The Newsroom gives us not just a look at how news is made today but how people consume it. We get a glimpse at what measures these news-gatherers and -sharers have to take to give us what we need, though not necessarily what we want. They do an excellent job addressing current technologies — from Twitter to blogging and text message news tips — and how they can be used for better or worse. 

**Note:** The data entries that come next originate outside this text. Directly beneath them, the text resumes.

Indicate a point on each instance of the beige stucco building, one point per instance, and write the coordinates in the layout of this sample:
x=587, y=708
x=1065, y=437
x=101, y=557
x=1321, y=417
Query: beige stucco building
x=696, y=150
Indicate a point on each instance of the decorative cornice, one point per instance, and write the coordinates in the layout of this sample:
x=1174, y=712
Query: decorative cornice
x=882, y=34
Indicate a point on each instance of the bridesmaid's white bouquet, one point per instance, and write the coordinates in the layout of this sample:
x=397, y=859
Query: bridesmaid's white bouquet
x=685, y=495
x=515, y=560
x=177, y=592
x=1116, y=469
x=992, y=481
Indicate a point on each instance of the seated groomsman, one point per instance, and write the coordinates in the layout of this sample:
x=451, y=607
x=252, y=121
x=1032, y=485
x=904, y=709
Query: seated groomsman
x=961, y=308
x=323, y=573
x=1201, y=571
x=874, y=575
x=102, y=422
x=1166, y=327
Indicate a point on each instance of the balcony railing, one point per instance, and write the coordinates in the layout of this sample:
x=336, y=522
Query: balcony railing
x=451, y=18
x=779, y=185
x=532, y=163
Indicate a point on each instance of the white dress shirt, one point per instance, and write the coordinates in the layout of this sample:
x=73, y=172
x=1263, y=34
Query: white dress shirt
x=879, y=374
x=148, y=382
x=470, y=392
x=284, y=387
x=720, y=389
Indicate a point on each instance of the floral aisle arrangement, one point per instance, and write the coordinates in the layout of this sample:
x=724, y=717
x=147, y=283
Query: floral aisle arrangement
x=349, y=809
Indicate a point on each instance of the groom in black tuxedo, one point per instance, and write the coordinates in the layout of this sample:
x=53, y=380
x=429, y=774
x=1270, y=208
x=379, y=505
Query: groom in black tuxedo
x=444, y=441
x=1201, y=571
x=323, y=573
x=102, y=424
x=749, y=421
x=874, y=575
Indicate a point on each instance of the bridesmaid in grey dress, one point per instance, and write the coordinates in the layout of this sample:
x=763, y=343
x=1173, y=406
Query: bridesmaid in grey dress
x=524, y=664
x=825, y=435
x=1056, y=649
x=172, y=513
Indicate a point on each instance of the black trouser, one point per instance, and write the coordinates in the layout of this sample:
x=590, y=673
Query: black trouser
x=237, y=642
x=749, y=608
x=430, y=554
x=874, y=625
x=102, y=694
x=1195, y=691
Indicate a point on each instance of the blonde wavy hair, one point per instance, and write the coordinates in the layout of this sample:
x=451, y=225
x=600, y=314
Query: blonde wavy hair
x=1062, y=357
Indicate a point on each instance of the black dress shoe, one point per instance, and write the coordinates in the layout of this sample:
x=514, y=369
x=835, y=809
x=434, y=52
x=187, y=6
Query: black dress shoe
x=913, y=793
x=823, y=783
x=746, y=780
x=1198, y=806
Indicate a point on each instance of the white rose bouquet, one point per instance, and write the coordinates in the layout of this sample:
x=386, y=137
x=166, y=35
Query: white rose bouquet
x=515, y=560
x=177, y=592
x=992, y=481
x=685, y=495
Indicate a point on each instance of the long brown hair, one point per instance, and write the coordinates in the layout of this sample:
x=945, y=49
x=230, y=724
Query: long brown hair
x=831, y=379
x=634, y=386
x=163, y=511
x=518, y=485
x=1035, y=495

Understandably, the audience needs to connect with the characters outside the office, but Sorkin’s confusing web of interpersonal relationships can bog down the plot at times. And following the crew’s yappy, tit-for-tat banter is often akin to watching a mini tennis match, but it’s small tax for an important and informative show.

WEDNESDAY JULY 10

The Bridge (Series Premiere, 10 p.m., FX) – When an anti-immigration U.S.

judge is discovered dead on a bridge that connects El Paso, Texas, and Juarez, Mexico, a American detective (Diane Kruger) must work with her Mexican counterpart (Demián Bichir) to track down a serial killer working both sides of the border.

THURSDAY JULY 11

Orange is the New Black (Available July 11 on Netflix) – From co-creator Jenji Kohan (creator of Weeds), Orange is a dark comedy based on the memoir of Piper Kerman, a woman who spent 15 months in a minimum security women’s prison for money laundering and drug trafficking.

Hollywood Game Night (Series Premiere, 10 p.m., NBC) – My baby mama Jane Lynch hosts as different celebs team up with “normal people” (their words!) to play fun twists on your average party games.

Wilfred (10 p.m., FX) – With overdue mortgage payments looming, Wilfred helps Ryan find a roommate to help with expenses.

FRIDAY JULY 12

Comedy Bang! Bang! (Season Premiere, 10 p.m., IFC) – Scott and Reggie are back for more weird, late-night shenanigans. This week, Andy Samberg talks picking up chicks and avoiding doctors, plus psychics, computers and prunes!

SUNDAY JULY 14

Dexter (9 p.m., Showtime) -– Dex continues to work with Dr. Vogel and hunt down the Brain Surgeon Killer. Deb again finds herself in a situation where she could have been killed or arrested — and she wants to confess to end the cycle.

True Blood (9 p.m., HBO) – Sookie contacts her parents via Lafayette; Sarah Newlin reconnects with Jason; Tara and Eric track down Pam; more Warlow-Lilith backstory.

MONDAY JULY 15

The Crash Reel (9 p.m., HBO) – American snowboarding champion and rival to Shaun White, Kevin Pearce suffered a traumatic brain injury while training for the 2010 Winter Olympics. After rehabilitating everything from simple motor skills to his snowboarding tricks, Kevin wants to hit the slopes again. His doctors and family beg him to reconsider, as a minor hit on the head could kill him. This documentary traces the Peace family’s journey and questions the stakes of extreme sports.

TUESDAY JULY 16

Drunk History (10 p.m., Comedy Central) – This week we stumble through Chicago and learn about Al Capone, Abe Lincoln and the Haymarket Riot of 1886.

Ink Master (Season Premiere, 10 p.m., Spike) – New artists (plus Tatu Baby, voted by Season Two viewers to return for another round) kick off the competition by inking prison inmates.